We had a bit of a problem on Monday morning. It was the first day that they were all back to school and my first day back to work (face-to-face rather than at home via zoom).
Two of the children are in primary school so I had to drop them off on the way to work. My husband was home as he needed to stay in to ensure that our two older sons got on the school bus that comes to our home as they have special needs. And our daughter was catching the public bus for the first time to secondary school, where she started a couple of days earlier.
We had it all mapped out. We had it all planned. We were sorted.
Our daughter was meant to be at school at 8:15am, but messaged us to say that she was on the bus and was still not at school. After a few messages to and fro, we discovered that she was miles away and on the wrong bus. I had to leave to get the younger ones to school and then go to work, my husband had to stay home to get the older ones on their bus. And she was miles away from where she should have been and getting distressed about being late for school and not knowing how to get there.
I’ll admit that there was a slight panic – all from me. But with a bit of juggling, we managed to get everyone to school (my husband had to do the rescue mission while I stayed to get the others on their bus) and me to work (slightly later for work than I wanted to be but it was ok).
My instant reaction was to take her to school every day (even though I am not sure how I would have done it logistically). Why? Because I hate the unknown happening and I want to stay in control. But I also knew that I had to let that go for my sake and hers.
So, the next day, she went again and this time, went to the right stop and caught the right bus – huge relief all around.
If I had insisted that I took control of the situation, she wouldn’t have increased her independence and her confidence in herself would have been knocked.
Letting go is something that I’ve been working on and I have found that, ironically, the more I try to control things, the more stressed and anxious I feel in trying to control things that were ultimately out of my control.
For example, even if I had driven her in each day, there could have been a traffic accident, so she would have been late anyway.
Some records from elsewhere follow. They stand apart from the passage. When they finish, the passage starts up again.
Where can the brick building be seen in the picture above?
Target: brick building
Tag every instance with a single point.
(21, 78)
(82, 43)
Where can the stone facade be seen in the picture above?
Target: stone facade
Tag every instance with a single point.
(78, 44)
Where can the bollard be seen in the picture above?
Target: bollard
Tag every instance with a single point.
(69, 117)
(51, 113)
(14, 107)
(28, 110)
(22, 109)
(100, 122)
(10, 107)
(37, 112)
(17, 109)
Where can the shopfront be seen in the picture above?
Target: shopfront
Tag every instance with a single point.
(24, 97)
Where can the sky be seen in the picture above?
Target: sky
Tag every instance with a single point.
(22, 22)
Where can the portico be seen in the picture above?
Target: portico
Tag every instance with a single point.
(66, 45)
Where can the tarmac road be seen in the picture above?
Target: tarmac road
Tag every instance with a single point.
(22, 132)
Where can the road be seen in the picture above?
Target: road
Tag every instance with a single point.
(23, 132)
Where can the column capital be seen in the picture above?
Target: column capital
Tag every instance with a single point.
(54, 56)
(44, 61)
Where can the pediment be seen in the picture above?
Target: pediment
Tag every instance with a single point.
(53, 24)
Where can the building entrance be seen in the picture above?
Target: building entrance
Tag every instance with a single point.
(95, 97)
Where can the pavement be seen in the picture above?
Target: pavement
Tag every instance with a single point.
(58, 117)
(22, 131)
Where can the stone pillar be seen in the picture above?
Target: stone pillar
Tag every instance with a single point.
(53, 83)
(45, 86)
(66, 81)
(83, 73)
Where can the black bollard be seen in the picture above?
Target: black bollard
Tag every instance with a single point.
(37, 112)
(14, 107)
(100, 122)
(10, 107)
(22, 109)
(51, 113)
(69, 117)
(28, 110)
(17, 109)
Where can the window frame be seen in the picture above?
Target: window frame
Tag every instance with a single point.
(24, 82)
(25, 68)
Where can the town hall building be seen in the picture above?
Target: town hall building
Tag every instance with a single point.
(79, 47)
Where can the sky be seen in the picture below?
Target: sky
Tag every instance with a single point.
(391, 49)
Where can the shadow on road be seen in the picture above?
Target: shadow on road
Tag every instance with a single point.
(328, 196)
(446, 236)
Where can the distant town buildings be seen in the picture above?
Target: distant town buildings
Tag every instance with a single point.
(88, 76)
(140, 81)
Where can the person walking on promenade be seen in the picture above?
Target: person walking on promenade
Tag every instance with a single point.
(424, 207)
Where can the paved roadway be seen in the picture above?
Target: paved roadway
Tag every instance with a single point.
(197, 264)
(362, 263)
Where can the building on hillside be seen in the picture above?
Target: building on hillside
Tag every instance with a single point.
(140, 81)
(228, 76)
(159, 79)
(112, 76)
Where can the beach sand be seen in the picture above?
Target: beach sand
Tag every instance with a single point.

The car may have not started or broken down. There may have been a problem at home with one of the other children (or their schools or their bus) that meant I couldn’t take her in on time.
So not matter how much I try to control the situation, there is always going to be unforeseen events, that would increase my anxiety and stress levels.
Letting go of control and allowing her to go by herself was the right thing to do for everyone.
No matter how old your child is, you have to let go of controlling situations and go with the flow. Both you and your child will benefit.